For bitmaps this field is only a reminder to you of what the slide
contains. For connection tables, this
title will appear at the top of the screen when the slide is shown.
10. The
bottom most text box is labeled "Message". This message will appear on bitmaps or
connection table slides. Type in the
message desired. The location of the
message is controlled by the "Message x" and "Message y"
locations which are typed into the text boxes in the lower center part of the
screen. These locations are expressed as
a percent of the screen. For instance, setting "Message x"
to 10 would place it 10% of the way over from the left of the screen.
Editing features unique to bitmap slides:
At the upper right part of a screen is found a text
box labeled "Bitmap persists".
If your slide is followed by a connection table and you want the bitmap
to stay on the screen as background, type the number 1 in this box. Otherwise type a 0.
Editing features unique to connection tables:
1. At the upper right of the editor screen is found
a list marked "Animation". Select the type of
animation you desire for this slide.
2. Below the
file type text box at the left is a list marked "Views". Select the type of view you desire. Note that selecting "Atom outline"
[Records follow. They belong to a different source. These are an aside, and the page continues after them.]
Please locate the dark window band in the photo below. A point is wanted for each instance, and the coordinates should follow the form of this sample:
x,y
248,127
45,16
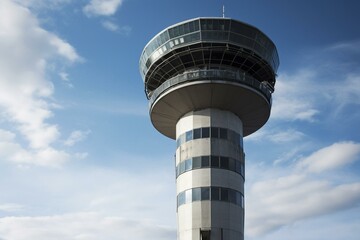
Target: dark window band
x,y
210,132
210,194
220,162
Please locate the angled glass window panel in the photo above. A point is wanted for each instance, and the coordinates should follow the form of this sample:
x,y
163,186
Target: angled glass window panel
x,y
232,196
223,133
181,198
181,29
205,193
188,165
214,132
182,138
215,194
188,196
182,167
224,194
238,199
177,171
224,162
231,164
205,161
189,136
205,132
215,161
186,28
196,162
197,25
196,194
197,133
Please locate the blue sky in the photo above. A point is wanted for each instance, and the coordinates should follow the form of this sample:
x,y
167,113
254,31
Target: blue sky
x,y
79,158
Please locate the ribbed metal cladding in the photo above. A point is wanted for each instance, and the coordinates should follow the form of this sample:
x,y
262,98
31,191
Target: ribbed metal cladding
x,y
210,194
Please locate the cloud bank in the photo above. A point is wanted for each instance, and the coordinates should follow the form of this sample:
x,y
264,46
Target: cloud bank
x,y
26,93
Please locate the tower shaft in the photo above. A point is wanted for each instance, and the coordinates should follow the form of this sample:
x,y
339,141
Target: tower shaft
x,y
210,176
209,82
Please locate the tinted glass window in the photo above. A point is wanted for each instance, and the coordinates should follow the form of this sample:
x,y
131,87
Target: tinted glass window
x,y
196,162
205,132
197,133
224,194
214,132
196,194
215,193
205,193
188,164
215,161
205,161
189,136
224,162
223,133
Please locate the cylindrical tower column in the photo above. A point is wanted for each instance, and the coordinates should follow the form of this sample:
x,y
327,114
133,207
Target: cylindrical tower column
x,y
210,176
209,82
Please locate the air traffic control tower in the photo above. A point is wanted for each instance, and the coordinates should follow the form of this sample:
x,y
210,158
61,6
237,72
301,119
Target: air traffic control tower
x,y
209,83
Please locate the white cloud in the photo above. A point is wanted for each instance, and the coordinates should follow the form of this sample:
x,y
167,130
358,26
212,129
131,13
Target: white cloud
x,y
85,225
11,151
332,79
283,201
10,207
102,7
76,136
111,26
276,136
293,98
331,157
25,92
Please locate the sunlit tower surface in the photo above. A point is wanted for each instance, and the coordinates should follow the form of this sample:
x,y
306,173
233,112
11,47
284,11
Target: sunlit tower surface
x,y
209,83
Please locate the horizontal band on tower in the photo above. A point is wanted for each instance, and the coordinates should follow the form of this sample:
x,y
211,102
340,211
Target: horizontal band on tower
x,y
217,162
210,132
210,194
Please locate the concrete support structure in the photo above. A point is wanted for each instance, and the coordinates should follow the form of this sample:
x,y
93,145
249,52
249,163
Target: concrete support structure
x,y
212,186
209,83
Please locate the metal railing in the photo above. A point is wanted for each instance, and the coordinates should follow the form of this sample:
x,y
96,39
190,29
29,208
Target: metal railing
x,y
211,74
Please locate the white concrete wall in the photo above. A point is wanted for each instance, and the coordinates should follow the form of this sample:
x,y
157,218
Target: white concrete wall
x,y
222,218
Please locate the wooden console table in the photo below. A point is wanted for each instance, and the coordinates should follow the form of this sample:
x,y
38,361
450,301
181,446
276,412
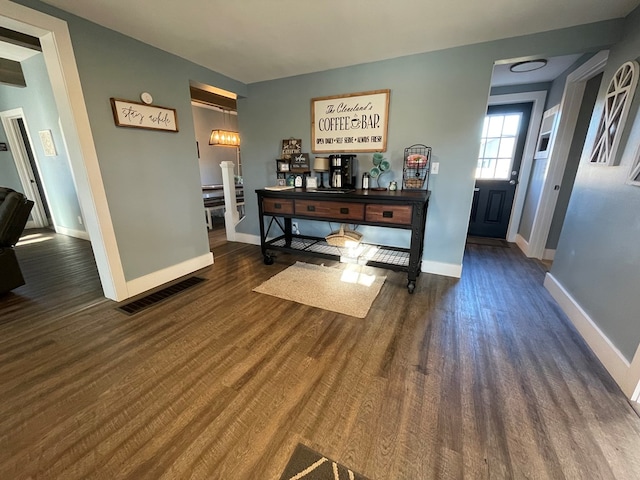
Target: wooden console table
x,y
403,209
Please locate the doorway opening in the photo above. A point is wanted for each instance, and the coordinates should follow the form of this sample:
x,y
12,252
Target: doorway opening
x,y
15,127
215,117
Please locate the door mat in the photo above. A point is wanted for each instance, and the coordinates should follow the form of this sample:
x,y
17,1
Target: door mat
x,y
347,289
307,464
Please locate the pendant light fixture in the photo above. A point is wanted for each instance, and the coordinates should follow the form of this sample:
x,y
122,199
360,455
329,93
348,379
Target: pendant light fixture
x,y
224,137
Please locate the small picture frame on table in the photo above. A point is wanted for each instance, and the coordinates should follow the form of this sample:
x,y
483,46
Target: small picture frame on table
x,y
312,182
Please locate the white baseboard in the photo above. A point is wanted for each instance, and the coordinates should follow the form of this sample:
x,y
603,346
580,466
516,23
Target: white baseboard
x,y
155,279
72,233
440,268
248,238
522,244
615,363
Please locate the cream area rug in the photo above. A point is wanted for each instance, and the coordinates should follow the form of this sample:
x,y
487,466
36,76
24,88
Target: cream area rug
x,y
345,289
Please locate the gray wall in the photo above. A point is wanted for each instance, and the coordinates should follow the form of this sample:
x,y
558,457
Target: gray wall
x,y
8,173
534,190
438,99
529,87
598,260
151,178
41,113
205,120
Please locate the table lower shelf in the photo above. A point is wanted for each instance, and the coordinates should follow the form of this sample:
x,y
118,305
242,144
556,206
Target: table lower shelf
x,y
376,256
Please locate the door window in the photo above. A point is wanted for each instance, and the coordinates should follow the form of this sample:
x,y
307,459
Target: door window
x,y
498,146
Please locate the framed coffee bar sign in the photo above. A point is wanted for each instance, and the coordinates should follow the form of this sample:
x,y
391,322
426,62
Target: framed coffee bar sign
x,y
350,123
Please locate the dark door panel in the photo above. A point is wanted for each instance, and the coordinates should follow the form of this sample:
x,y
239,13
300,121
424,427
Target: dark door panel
x,y
493,198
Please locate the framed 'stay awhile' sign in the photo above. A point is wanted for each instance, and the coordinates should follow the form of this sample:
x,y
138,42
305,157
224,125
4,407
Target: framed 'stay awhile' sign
x,y
139,115
350,123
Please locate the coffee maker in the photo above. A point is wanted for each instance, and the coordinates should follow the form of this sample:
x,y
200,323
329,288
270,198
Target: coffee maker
x,y
342,171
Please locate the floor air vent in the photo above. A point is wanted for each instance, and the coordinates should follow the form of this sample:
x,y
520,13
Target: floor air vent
x,y
145,302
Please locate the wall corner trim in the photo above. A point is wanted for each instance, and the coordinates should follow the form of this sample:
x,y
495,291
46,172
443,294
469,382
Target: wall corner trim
x,y
160,277
70,232
615,363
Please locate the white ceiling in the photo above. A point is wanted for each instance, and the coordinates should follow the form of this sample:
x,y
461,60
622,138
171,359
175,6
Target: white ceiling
x,y
255,40
502,76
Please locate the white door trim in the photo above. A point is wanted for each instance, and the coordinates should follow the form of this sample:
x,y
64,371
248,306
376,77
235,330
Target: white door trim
x,y
23,166
559,151
538,99
65,81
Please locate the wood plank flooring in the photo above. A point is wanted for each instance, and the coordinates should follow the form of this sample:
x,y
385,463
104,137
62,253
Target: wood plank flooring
x,y
479,377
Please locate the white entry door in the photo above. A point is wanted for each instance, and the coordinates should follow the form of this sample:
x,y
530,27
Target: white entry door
x,y
20,146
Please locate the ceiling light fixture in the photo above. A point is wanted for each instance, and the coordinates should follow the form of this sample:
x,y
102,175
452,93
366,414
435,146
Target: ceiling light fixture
x,y
224,138
528,66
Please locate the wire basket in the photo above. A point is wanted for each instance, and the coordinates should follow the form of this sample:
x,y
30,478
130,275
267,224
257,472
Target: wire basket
x,y
417,164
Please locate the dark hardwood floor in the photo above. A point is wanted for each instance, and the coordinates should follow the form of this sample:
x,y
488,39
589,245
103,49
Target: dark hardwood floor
x,y
481,377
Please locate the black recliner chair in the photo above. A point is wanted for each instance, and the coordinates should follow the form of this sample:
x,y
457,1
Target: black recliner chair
x,y
14,213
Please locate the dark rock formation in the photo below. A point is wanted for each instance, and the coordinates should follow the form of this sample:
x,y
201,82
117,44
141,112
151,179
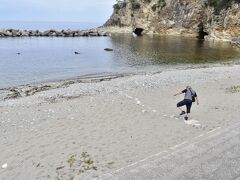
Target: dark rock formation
x,y
197,18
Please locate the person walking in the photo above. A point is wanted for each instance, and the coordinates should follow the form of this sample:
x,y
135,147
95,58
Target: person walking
x,y
189,97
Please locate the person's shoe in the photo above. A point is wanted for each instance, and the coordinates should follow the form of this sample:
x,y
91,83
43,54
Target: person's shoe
x,y
182,113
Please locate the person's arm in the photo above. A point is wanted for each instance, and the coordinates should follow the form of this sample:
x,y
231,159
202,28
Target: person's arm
x,y
197,100
180,92
177,94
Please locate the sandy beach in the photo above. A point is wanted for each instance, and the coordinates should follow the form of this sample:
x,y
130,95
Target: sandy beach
x,y
86,129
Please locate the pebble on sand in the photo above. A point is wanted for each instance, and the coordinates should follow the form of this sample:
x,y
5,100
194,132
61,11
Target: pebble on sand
x,y
4,166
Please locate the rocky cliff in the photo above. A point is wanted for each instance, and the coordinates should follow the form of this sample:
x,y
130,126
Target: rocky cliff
x,y
199,18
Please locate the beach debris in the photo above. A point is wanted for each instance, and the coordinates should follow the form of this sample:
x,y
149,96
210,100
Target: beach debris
x,y
14,93
193,122
108,49
71,160
233,89
60,167
4,166
77,164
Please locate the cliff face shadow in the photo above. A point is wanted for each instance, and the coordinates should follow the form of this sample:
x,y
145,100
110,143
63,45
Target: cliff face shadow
x,y
201,32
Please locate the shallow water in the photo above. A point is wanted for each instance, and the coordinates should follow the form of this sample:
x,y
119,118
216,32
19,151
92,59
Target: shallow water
x,y
44,59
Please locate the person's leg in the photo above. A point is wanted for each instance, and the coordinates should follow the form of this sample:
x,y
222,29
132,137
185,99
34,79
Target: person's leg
x,y
188,106
180,104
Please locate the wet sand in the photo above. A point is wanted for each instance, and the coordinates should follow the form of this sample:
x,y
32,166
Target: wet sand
x,y
83,130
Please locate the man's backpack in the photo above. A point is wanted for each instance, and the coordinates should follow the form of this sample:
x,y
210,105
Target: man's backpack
x,y
193,96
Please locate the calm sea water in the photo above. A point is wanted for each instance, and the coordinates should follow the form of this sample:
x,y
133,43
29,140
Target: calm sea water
x,y
42,26
44,59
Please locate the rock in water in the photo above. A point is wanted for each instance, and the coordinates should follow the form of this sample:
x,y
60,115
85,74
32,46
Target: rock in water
x,y
108,49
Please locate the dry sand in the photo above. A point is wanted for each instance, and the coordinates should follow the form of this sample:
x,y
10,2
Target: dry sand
x,y
85,130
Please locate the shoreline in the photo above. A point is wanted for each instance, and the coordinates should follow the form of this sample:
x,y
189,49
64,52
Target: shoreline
x,y
117,122
29,89
71,88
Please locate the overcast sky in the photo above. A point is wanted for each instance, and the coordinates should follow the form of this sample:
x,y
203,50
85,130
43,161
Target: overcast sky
x,y
56,10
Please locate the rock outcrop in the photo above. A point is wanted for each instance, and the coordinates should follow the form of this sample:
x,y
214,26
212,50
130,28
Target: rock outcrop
x,y
196,18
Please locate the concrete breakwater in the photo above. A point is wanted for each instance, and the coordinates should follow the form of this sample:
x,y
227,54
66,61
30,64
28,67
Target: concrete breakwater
x,y
51,33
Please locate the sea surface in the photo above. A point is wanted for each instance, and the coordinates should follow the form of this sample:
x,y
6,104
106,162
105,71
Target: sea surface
x,y
43,26
45,59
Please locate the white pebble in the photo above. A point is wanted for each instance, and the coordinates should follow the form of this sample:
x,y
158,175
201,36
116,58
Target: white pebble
x,y
4,166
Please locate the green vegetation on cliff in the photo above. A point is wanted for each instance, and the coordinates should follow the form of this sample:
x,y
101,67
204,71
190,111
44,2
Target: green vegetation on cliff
x,y
136,4
221,4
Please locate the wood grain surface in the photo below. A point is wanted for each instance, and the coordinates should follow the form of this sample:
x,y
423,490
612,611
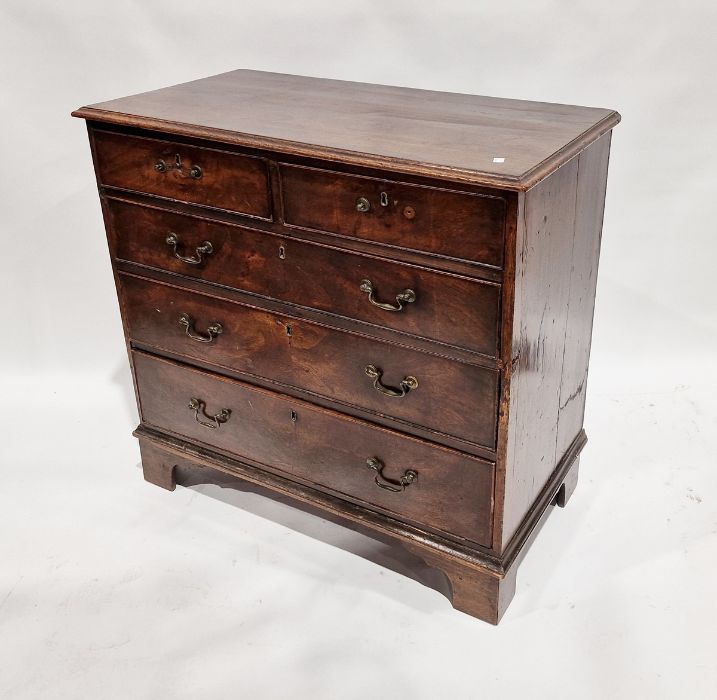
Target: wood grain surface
x,y
420,131
452,492
451,397
448,308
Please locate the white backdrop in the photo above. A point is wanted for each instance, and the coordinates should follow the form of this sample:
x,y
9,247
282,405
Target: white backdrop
x,y
111,587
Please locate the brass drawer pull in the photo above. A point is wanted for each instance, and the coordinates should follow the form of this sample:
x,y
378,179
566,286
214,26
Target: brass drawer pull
x,y
407,383
206,248
213,330
197,405
407,296
161,166
409,476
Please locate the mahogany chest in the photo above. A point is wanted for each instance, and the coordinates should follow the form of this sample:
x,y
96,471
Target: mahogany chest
x,y
376,301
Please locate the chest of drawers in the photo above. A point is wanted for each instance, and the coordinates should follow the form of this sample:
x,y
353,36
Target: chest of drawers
x,y
375,301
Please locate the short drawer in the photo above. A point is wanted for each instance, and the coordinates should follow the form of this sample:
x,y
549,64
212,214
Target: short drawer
x,y
439,306
457,399
439,221
204,176
382,469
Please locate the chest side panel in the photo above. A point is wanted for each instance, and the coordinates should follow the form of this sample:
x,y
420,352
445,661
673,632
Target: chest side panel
x,y
557,249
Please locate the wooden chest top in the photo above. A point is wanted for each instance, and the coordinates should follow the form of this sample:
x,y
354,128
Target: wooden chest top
x,y
483,140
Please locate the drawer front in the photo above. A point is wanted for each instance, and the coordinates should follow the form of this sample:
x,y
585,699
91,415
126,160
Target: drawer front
x,y
453,224
451,491
192,174
447,308
450,397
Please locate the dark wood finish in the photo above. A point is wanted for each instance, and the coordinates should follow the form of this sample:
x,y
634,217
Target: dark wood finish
x,y
316,359
558,244
492,216
478,584
416,131
436,220
448,308
228,181
453,492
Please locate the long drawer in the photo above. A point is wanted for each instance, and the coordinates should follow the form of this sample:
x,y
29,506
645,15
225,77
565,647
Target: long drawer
x,y
450,397
439,306
204,176
428,219
382,469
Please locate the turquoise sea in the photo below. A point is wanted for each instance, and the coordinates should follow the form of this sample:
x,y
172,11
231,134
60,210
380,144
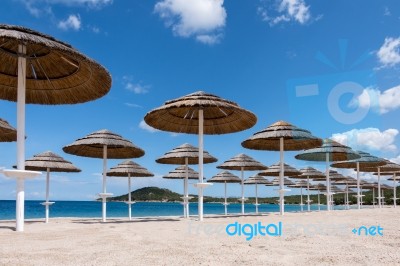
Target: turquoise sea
x,y
92,209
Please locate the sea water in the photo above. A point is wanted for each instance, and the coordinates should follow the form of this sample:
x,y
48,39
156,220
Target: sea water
x,y
92,209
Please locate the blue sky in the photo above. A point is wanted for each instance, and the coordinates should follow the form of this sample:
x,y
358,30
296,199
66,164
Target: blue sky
x,y
332,68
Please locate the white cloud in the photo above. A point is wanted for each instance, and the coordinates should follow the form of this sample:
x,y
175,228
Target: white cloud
x,y
368,139
389,53
203,19
381,102
72,22
285,11
136,88
146,127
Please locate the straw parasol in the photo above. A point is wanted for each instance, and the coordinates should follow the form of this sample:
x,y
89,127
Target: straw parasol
x,y
242,162
279,170
39,69
282,136
330,151
314,174
49,162
7,132
200,113
366,160
301,184
184,155
107,145
129,169
255,180
225,177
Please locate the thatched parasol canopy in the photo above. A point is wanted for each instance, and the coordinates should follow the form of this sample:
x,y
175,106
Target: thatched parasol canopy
x,y
7,132
56,72
51,161
179,154
286,181
274,170
366,160
242,162
256,179
129,168
336,152
181,115
92,146
224,177
180,173
269,139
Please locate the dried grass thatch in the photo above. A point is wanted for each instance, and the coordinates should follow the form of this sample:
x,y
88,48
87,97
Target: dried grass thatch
x,y
56,73
225,177
51,161
336,152
7,132
92,146
366,160
286,181
181,115
180,173
294,138
256,179
242,162
129,168
274,170
179,154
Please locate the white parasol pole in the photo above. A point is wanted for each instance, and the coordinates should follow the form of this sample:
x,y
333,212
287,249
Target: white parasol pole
x,y
379,188
104,201
226,203
328,190
301,198
47,194
256,199
201,121
21,136
242,183
281,189
185,190
373,197
394,191
308,193
129,197
358,187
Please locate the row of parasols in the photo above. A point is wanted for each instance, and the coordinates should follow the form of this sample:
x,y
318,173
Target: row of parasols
x,y
105,144
38,69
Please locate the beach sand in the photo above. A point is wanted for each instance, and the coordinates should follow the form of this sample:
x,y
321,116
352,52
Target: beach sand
x,y
316,238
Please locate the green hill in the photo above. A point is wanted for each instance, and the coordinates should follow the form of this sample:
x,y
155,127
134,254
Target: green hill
x,y
166,195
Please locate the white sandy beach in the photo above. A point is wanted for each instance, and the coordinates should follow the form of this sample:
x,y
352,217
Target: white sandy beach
x,y
308,239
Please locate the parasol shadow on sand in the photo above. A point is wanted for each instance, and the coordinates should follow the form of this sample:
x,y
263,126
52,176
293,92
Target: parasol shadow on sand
x,y
225,177
330,151
184,155
242,162
37,68
106,145
129,169
282,136
49,162
200,113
or "Ghost image" does not change the primary display type selected
earlier (e.g. wire frame, ball and stick or fast spheres).Changing to wire
frame, ball and stick or fast spheres does turn off the atom outlines and ghost
images though.
3. Below the View list are the bond rotation text
boxes. You must know the atom numbers of
two connected atoms before proceeding.
You can get these numbers from the molecule after you have drawn it by
hitting the "?" key. Write the
number down. Then with the slide editor
on, type in the 2 atom numbers in these text boxes.
4. Just below
the "Display time" box in the center of the screen, is a box labeled
"Clear after". If you want the
screen cleared after displaying a connection table, type "yes" in
this box. Otherwise type
"no". If you type no the image
drawn by the last connection table persists, and the next connection table
molecule will be drawn over it. This
might be useful for comparing two molecules.
5. Below the
"Clear after" box is the "Perspective" box. Type "yes" here to turn perspective
on.
6. Below the
"Message y" box are two boxes labeled "Trans x" and
"Trans y" Typing numbers into
this box will translate the molecule the numbers of angstroms typed in 0.1
angstrom increments. Make sure that you
have specified enough display time to complete the translation. This time will vary by computer speed.
Help
Contents
Sends the user to the Help table of contents.
Search for
Help on...
Sends the user to the Help search index.
How to Draw
your first molecule
Sends the user to the part of the Help file dealing
with drawing a molecule. You can use the
tutorial A instead of this for instruction.
First time user
Sends the user to the Help file.
About Molecular Modeling Pro Plus
Lists copyright information and the author's
address. It also list the maximum number
of atoms allowed (5000) and the number of atoms currently displayed.